Marina collected Constance from the projects on the first morning of the literacy class. The course was run by elderly nuns, Leah told her. They would be kind to Constance. Marina was hopeful about the classes. She was doing what Jacob had suggested – helping Constance find her own way. This unexpected desire to learn could be the beginning of something; the girl’s first step back into the world.
The tall brown cinder blocks of the projects loomed up above Marina, rusty air conditioners balancing in the windows. The place had the look of a shell-scarred fortress. The old men sitting in folding chairs outside the lobby seemed to be almost motionless, like some kind of decrepit sentries. They stared silently at her as she passed them. A slim boy in a puffy jacket pushed past her and ran up the stairs, his sneakers flashing silver and red. ‘Blancita,’ he called back to her in a low, jeering lilt, his laughter echoing in the darkness of the stairwell. She had been here several times now and still the place appalled her – the squalor of it, the reek of urine, the pressing sense of danger. She wished that she could find somewhere else for Constance and Gabriel to live.
The girl and the child were both wearing the new coats Marina had bought for them. Gabriel tore towards her as soon as Constance opened the door, his small body pushing against her legs. She picked him up, his arms around her neck, the soft fuzz of his hair against her chin. When she kissed his cheek she held her lips there for a moment. The warmth of his skin, the weight of his body in her arms – it still shocked Marina, the fierceness of this hunger for him.

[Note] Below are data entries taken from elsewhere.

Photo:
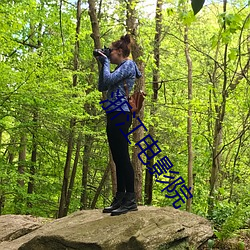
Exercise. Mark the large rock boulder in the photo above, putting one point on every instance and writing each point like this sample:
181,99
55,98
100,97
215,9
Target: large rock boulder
148,228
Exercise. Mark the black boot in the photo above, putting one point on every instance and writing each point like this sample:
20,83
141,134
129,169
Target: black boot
128,204
117,200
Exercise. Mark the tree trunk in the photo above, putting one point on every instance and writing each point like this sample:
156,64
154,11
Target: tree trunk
63,199
98,191
157,43
85,169
33,157
73,174
217,142
97,44
189,119
21,159
137,53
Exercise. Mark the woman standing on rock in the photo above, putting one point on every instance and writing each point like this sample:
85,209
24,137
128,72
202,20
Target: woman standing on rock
117,113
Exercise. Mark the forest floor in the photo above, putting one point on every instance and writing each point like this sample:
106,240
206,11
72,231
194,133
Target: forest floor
232,244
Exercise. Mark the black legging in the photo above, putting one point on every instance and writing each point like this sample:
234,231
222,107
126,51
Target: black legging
119,149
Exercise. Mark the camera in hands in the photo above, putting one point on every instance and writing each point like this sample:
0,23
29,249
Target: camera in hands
98,52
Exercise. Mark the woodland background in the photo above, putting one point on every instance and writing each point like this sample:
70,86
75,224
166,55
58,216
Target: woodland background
54,155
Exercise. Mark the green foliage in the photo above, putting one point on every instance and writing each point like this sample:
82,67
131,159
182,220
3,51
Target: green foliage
235,221
39,80
197,5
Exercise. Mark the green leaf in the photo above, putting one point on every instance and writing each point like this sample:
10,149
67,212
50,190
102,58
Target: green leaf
197,5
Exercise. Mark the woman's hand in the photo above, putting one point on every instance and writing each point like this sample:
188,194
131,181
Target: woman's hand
101,58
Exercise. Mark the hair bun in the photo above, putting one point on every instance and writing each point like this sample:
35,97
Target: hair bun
126,39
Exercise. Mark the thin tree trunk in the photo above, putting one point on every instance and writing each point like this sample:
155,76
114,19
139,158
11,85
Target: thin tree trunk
33,157
217,142
157,41
98,191
189,119
64,191
85,169
137,53
97,44
21,159
73,174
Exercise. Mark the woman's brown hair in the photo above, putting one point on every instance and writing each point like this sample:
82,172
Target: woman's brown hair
124,44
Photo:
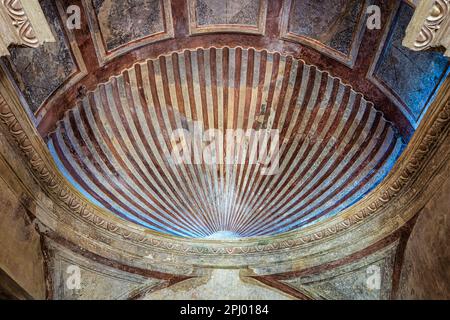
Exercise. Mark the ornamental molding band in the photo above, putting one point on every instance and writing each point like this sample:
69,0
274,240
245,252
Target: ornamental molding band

Marina sat on the old flowered sofa as Constance fed the child breakfast. Brisk and efficient, the toast chopped into squares, Gabriel’s face scrubbed with a damp cloth. Always silence between them. The clink of a spoon, the hum of traffic, muffled shouting from the apartment above them. Constance slapped Gabriel’s hand when he reached out to pick up the knife, and took his plate away.
They walked the nine blocks east in silence. A rainy wind blew in across the Hudson and the roads looked tarred, water flicking up at them when a bus or a truck lurched in close to the sidewalk. Gabriel pulled the hood of his red coat over his head.
The waiting room of the agency was filled with young Mexican women, strol
lers and shopping trolleys jammed against the walls. There were small clusters of commotion, conversations in rapid Spanish, a child crying. Through an open door several women knelt on the floor, piecing together a brightly coloured quilt.
It was food pantry day, the elderly nun at the front desk explained. Every Tuesday morning. Constance could take food, too, if she liked; bring a basket or a trolley next time she came. Rice, beans, oil, flour – they always had staples, sometimes fresh fruit. Marina saw the glint of a gold cross at the woman’s collar as she looked over the enrolment forms she had filled out for Constance. Had there been nuns in Constance’s country? Was this something that the young girl could understand, that would seem familiar to her? These sensibly clad, sturdy women on their missions of mercy.
‘Rwanda,’ the nun said, looking up at Constance. ‘We had sisters in Kigali once. And an orphanage in the south. Not for a while now, though. Where was your village?’